I am running a brand new engine , all stock and a holley / webber 5200 carb. Can I use the stock pump with reliability. Does anyone know the jet sizes that work best. Also any good info online (manuals ect) or books with info.
ANy and all info relating to this is greatly appreciated. Thanks!


----------



## B4S (Apr 16, 2003)

*FV-QR*

HA! I actually have an oldschool Holley/Weber 5200 conversion kit for the 1.5 Rabbit engine. I was running it briefly on my 1.8, and it worked great! I just finished rebuilding it, and swapping some jets around, so I can share my settings. What I had in it worked amazingly well, if a bit rich according to my wideband.








Primary fuel jet: 140
Primary air corrector: 195
Primary emulsion tube: 16
Primary Idle jet: 50
Secondary fuel jet: 132
Secondary air corrector: 175
Secondary Emulsion tube: 05
Secondary Idle jet: 70
The secondary idle jet is WAAAAAAAAAAAAAAAAAAY too big even for my 1.8, it would go black puffin' rich when the secondary butterfly opened slightly. I've since swapped the primary idle out for a 47, and put the 50 in the secondary.


----------



## 76sciroccoRelived (Jul 27, 2005)

*Re: FV-QR (B4S)*

that info is awesome and greatly appreciated!!! Now so I know what and where all the jets are, what would you recommend for a manual . Anything online? I am going to look now. THanks!


----------



## B4S (Apr 16, 2003)

*FV-QR*

I have gotten all my info from the net. There is a nice Holley/Weber 5200 PDF floating around out there, that describes the parts breakdown very nicely.

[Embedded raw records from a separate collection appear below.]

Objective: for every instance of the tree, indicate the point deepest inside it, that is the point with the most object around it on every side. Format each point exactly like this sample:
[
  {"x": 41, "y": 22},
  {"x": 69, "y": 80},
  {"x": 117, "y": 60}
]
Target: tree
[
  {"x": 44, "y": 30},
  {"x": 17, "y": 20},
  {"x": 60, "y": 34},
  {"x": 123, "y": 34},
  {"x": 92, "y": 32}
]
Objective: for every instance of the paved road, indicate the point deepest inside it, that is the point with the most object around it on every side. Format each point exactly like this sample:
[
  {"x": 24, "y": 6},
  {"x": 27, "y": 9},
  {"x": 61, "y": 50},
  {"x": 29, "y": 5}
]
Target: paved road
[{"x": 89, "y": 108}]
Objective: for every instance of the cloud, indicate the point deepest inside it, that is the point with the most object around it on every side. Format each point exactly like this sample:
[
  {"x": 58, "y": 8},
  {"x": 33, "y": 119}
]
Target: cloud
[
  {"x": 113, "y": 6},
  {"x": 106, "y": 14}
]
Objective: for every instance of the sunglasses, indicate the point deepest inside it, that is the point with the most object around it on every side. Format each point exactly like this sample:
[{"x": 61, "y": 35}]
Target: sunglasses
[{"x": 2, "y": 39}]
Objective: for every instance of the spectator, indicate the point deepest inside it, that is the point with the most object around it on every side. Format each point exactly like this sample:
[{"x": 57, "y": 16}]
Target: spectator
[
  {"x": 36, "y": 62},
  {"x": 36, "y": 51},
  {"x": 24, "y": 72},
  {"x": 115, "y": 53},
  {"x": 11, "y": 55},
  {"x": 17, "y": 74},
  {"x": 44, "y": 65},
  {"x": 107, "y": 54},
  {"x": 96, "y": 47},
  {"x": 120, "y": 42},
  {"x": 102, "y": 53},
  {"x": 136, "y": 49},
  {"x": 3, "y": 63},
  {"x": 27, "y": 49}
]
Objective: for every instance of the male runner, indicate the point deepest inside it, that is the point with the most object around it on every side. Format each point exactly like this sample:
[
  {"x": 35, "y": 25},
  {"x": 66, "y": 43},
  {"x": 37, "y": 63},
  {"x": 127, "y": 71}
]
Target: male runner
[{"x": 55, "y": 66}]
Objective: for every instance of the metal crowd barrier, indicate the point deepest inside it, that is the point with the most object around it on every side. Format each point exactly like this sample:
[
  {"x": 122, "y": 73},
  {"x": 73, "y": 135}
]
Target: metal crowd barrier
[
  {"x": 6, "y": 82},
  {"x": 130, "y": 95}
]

If you can't find it, Weber DFV carbs are 95% the same.


----------



## lowdowndirtydubs (Oct 3, 2006)

*Re: FV-QR (B4S)*

Did you ever locate the pdf?


----------



## fst70vdub (May 12, 2008)

*Re: Holley webber 5200 on a 76 scirocco 1.6 setting it up ect ect. (76sciroccoRelived)*

i found one of these used online that im thinking of buying and i think this just cleared it up for me!
just has the car passed smog? and what do u do with all the vac ines that wen to the stock zenith?


----------



## badcvboot (Jan 7, 2005)

*Re: Holley webber 5200 on a 76 scirocco 1.6 setting it up ect ect. (fst70vdub)*

http://****************.com/smile/emgift.gif 
http://www.cjclub.co.il/files/Weber3236adjust.pdf


----------